My dad and I discussing the movie over drinks afterwards
Finally, the deceptively intimate visual style culminates in a heartbreakingly lonely shot made even more poignant by its blatant homage to the last shot of John Ford’s THE SEARCHERS. This is a reference that shouldn’t be minimized, as that is one of Marty’s favorite films, and is something that Harvey Keitel’s character extensively talks about in the opening scene of Marty’s first movie, WHO’S THAT KNOCKING AT MY DOOR, which upon thinking about it, provides further proof that perhaps this really should be his final film. I mean, wow, what a perfect bookend. At the very least, it will probably be Scorsese’s final gangster film, made with the men who defined the genre.

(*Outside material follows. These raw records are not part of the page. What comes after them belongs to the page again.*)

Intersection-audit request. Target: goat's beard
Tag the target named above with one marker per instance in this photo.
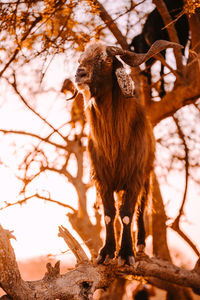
(85, 90)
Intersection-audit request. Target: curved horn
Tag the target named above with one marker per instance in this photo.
(73, 96)
(135, 59)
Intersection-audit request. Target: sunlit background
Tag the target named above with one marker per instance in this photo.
(35, 221)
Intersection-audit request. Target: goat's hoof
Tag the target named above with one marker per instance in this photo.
(140, 254)
(130, 260)
(101, 259)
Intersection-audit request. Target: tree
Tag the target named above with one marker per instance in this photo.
(33, 33)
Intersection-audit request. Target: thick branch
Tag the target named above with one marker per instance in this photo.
(85, 279)
(162, 9)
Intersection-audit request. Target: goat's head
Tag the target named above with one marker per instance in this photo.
(96, 64)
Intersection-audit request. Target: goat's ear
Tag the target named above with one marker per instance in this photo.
(135, 59)
(125, 82)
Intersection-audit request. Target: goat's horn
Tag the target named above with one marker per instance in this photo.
(73, 96)
(135, 59)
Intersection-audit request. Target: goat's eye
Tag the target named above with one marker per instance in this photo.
(109, 60)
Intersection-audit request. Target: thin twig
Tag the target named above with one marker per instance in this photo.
(73, 244)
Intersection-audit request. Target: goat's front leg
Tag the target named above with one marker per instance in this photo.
(108, 251)
(126, 253)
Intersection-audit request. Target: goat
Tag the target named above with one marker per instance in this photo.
(120, 142)
(153, 30)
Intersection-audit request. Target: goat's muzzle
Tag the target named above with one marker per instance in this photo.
(81, 75)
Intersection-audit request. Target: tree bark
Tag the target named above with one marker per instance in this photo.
(82, 282)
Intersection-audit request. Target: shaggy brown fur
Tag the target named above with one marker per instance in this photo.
(121, 146)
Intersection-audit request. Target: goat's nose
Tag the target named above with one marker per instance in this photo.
(81, 72)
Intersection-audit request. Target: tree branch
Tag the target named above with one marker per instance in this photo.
(38, 196)
(163, 11)
(107, 19)
(81, 282)
(35, 22)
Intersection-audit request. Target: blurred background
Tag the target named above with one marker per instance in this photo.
(44, 168)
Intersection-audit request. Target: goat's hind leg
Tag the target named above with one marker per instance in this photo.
(140, 221)
(107, 253)
(126, 253)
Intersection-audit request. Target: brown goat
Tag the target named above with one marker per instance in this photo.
(121, 144)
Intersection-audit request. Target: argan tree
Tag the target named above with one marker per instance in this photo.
(34, 34)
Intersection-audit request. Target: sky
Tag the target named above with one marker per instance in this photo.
(35, 223)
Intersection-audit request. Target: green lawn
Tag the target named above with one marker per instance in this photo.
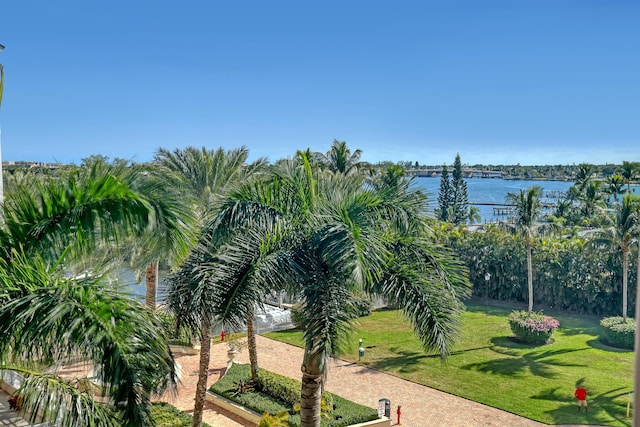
(487, 366)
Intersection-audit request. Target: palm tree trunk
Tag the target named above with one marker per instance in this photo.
(625, 273)
(311, 393)
(205, 355)
(530, 277)
(636, 396)
(151, 279)
(251, 343)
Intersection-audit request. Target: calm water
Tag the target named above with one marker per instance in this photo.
(494, 191)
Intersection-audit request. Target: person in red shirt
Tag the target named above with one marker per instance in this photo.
(581, 395)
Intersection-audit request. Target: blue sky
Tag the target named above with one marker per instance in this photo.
(498, 81)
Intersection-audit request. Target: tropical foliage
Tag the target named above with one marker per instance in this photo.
(619, 332)
(327, 237)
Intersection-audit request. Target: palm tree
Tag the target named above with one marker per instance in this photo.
(49, 319)
(619, 232)
(527, 209)
(46, 317)
(583, 176)
(203, 177)
(591, 200)
(206, 177)
(615, 184)
(339, 159)
(629, 171)
(331, 235)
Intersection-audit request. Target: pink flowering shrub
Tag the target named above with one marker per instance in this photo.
(532, 328)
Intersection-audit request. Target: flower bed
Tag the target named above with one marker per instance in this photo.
(532, 328)
(619, 333)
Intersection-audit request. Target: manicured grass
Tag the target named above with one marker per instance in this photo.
(486, 366)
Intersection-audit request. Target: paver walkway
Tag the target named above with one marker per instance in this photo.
(421, 406)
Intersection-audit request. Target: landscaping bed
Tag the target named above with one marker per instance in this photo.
(277, 393)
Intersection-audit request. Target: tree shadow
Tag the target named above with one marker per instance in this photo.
(515, 364)
(603, 409)
(404, 361)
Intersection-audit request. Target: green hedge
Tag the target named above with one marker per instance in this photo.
(619, 333)
(167, 415)
(344, 412)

And as I looked over at my father, bearing his white mane of hair unfortunately not too dissimilar to the one on De Niro’s head, I couldn’t help but feel a twinge of melancholy that this was the last time we would ever experience a new gangster classic together, at least in the way we knew them. But what an ending—to a life; to a film; to a career; to an era of discovering the magic of gangster movies with my father.